SULLIVAN: Projects on the Horizon in Northern Otsego

Column from Dan Sullivan

Projects on the Horizon in Northern Otsego

Over the past several years, the Town of Richfield and Village of Richfield Springs have built a coalition of residents, civic groups, and local government officials to form a revitalization plan for the two municipalities. Momentum began to build back in 2015, with the formation of a Joint Town/Village Comprehensive Plan Committee. Working with a professional planning firm, under a grant secured by Otsego Now, a Joint Comprehensive Plan was adopted in late 2018 by both Town and Village. The Town then quickly followed with a Zoning Amendment in 2019. Both the plan and the amendment won New York Planning Federation awards for best in state in 2019 and 2020, respectively. The stage was set for grant seeking.

A 2019 Consolidated Funding Application award was secured by Otsego Now and Andela Products for the development of the long-delayed Richfield Business Park. While COVID has dramatically slowed down progress for this project, it is still moving forward. Meanwhile, several civic groups have forayed into the grant world, with the usual mix of success and frustration. Most notable of these efforts has been the successful CFA award to Richfield Youth Sports—$161, 419 was granted by New York State Parks, Recreation and Historic Preservation for the construction of playing fields on an 18.5-acre property that straddles the Village/Town border, a highly accessible spot for the area youth to gather. There are plans to apply for more funding to construct infrastructure to make the facility a year-round sports destination. This facility will serve large areas of Otsego and southern Herkimer counties.

Private investment is also alive and well in Richfield. Several buildings in the East Main Street and West Main Street historic districts (we have three historic districts) are in the early project stage:

1) 68 Main Street, the oldest house in the Village (1825), is currently housing professional offices. Renovations have begun to transform the house back into residential use, with market-rate rental units.

2) 108 Main Street, the site of a former bank and currently empty, will house the Village offices and Justice Court, with professional office space as well. This effort, linked to #1 above, is set for completion in 2023.

3) 118 Main Street is another former bank building, also empty at present. A mixed-use commercial residential renovation is slated to begin soon, with expected completion in late 2023. All three of these projects will utilize energy-efficient, renewable energy systems for heating and cooling.
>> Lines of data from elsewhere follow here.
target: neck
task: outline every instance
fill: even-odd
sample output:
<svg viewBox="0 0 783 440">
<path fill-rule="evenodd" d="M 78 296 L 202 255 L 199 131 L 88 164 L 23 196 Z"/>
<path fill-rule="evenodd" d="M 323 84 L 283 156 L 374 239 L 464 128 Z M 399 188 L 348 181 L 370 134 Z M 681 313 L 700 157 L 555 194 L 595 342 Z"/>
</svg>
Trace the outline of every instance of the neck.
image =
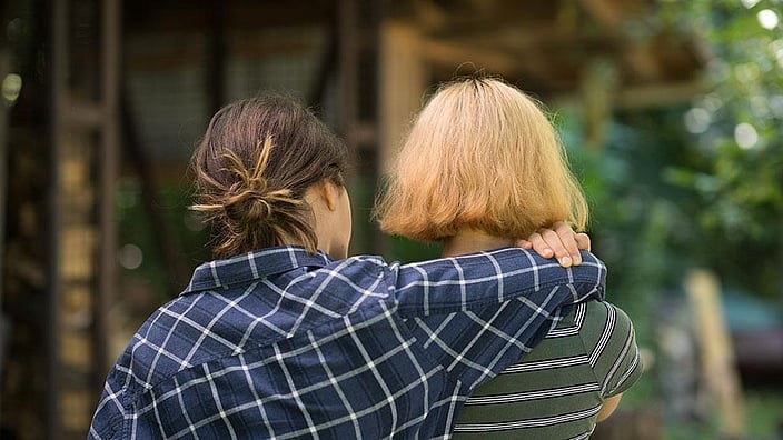
<svg viewBox="0 0 783 440">
<path fill-rule="evenodd" d="M 443 243 L 442 257 L 456 257 L 483 250 L 514 246 L 514 239 L 490 236 L 475 229 L 463 229 Z"/>
</svg>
They are also excellent examples of adaptive re-use, and the re-purposing of historic structures—and great examples of Smart Growth principles in practice!
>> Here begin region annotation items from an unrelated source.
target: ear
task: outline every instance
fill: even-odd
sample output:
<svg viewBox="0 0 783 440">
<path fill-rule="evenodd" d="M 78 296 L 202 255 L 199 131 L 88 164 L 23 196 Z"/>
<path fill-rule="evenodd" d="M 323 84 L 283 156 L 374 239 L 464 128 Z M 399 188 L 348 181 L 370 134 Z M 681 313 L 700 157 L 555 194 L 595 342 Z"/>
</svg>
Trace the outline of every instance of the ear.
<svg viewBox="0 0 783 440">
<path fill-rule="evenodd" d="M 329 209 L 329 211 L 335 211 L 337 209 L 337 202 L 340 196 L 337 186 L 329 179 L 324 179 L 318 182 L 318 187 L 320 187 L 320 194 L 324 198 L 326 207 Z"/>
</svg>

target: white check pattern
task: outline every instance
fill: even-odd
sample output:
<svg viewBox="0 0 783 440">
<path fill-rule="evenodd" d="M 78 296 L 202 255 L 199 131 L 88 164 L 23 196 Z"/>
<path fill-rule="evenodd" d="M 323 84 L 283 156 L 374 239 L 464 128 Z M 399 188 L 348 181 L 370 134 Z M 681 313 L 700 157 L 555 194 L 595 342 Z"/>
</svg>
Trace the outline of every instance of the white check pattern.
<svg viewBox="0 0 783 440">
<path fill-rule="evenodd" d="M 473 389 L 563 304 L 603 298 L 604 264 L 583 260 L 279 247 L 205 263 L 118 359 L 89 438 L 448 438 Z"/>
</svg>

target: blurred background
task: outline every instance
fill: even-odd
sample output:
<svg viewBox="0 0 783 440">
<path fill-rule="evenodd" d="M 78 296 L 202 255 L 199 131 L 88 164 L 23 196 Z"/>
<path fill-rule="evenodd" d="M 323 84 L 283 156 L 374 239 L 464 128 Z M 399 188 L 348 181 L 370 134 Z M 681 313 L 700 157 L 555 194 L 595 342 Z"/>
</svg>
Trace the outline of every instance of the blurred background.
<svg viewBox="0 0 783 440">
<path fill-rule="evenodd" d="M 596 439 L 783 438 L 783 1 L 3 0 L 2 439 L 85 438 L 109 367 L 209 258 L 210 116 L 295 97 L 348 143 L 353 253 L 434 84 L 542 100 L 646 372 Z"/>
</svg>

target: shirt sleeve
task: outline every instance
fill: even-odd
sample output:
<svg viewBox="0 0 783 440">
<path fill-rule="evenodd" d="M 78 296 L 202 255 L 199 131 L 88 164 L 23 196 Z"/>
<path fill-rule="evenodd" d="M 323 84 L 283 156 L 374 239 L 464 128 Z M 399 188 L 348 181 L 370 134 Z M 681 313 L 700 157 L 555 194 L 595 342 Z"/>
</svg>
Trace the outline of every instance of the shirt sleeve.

4) 20 Lake Street is known by locals as “The Beadle Block,” a reference to the builder and original owner. The Greater Mohawk Valley Land Bank is the current owner, and it has stabilized the structure with the goal of renovation into market-rate apartments. The Village has submitted a Restore New York grant application for this work.

In addition to these projects, indications abound that point to a revitalization of Richfield. Property transfers have occurred in large numbers, the most notable being the recent sale of Bella Vista, one of the most intact sulphur spas in town. The housing market is exceptionally tight. In the past three to five years, five new businesses have occupied formerly empty space on Main Street. The oldest of these, the Richfield Springs Community Food Cooperative, is in its fifth year of operation.

So, despite the fact that Richfield did not make the cut in the first round of New York Forward grants, there is undeniable movement toward rejuvenation, re-invention and renaissance throughout the town.

Dan Sullivan is supervisor of the Town of Richfield.